A robotics team from the University of Pisa in Italy has a challenge for the Uncanny Valley theory (posted on Deskarati last year) made famous by the 1970 essay of that name. Masahiro Mori had said when robots get too realistic they turn people off with a feeling of eerie distaste. The team from Pisa are intent on showing that robots with human expressions can be, well, liked. They would like to generate a new chapter of human like robots that do not churn up a sense of unease. They are focused on research that can demonstrate how manipulated expressions on robots can be made more attractive so that the human can cross over Mori’s dips of feelings of unease and creepiness.

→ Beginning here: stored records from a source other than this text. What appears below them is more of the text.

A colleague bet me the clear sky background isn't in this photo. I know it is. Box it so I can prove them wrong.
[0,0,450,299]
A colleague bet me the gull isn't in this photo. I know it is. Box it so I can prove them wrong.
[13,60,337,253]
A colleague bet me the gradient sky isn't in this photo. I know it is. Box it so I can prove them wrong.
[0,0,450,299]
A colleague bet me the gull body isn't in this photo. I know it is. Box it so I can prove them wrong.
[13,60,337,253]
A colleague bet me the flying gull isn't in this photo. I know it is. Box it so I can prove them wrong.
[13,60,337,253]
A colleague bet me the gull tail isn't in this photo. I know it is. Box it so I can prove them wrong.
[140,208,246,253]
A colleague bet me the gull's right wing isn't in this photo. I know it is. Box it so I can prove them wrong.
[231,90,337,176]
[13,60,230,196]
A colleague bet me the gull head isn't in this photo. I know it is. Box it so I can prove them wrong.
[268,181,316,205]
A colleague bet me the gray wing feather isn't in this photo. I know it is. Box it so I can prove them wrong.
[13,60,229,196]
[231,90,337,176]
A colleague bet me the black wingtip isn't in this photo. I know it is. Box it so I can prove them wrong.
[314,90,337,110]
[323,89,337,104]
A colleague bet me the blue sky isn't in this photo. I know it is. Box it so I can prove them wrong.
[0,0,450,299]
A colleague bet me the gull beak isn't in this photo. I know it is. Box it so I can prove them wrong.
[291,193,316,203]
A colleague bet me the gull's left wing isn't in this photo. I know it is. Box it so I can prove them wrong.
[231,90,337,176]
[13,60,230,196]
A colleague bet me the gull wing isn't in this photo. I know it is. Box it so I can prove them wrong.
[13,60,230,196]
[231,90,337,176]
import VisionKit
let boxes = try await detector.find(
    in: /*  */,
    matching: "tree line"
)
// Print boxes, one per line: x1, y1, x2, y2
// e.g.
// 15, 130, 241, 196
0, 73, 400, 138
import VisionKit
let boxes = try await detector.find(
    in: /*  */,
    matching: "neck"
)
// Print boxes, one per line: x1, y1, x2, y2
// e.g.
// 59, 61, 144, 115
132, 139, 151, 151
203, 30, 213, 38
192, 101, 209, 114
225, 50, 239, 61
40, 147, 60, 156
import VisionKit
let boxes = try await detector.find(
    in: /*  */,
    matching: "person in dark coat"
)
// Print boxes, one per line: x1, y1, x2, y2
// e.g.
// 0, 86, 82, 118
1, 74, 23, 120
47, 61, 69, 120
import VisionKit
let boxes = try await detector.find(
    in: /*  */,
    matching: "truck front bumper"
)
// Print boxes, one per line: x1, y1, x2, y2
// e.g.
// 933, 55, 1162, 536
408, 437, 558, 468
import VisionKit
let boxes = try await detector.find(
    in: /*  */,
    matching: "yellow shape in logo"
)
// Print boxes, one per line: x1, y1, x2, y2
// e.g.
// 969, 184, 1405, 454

Nicole Lazzeri, a PhD student at the university, and her colleagues have designed a “Hybrid Engine for Facial Expressions Synthesis” (HEFES) – a facial animation engine that gives realistic expressions to a humanoid robot called FACE.
In order to go forth to convincingly mimic the range of human expressions, of anger, disgust, fear, happiness, sadness, and surprise that facial muscles support, the team placed 32 motors around FACE’s skull and upper torso to manipulate its polymer skin to mimic the way that real muscles do. They also worked to have FACE smoothly transition between one emotion and another.
Their motor movements are based on the Facial Action Coding System (FACS) created over 30 years ago. This is a system that codes facial expressions in terms of muscle movements. Paul Ekman developed FACS, naming the muscle movements as facial action units (AUs). A single AU includes more than one muscle.
Edited from FACE team seeks to melt ‘Uncanny’ ice for robot bonds


A British team has already come up with a solution in the BRAM project. BRAM (Brucie Robot Action Model) uses a simulacrum of Bruce Forsyth which is unthreatening, irritating and gives the human user a feeling of effortless superiority. The robot has a rubber head so that it can be clubbed with a baseball bat without damage to the delicate electronics.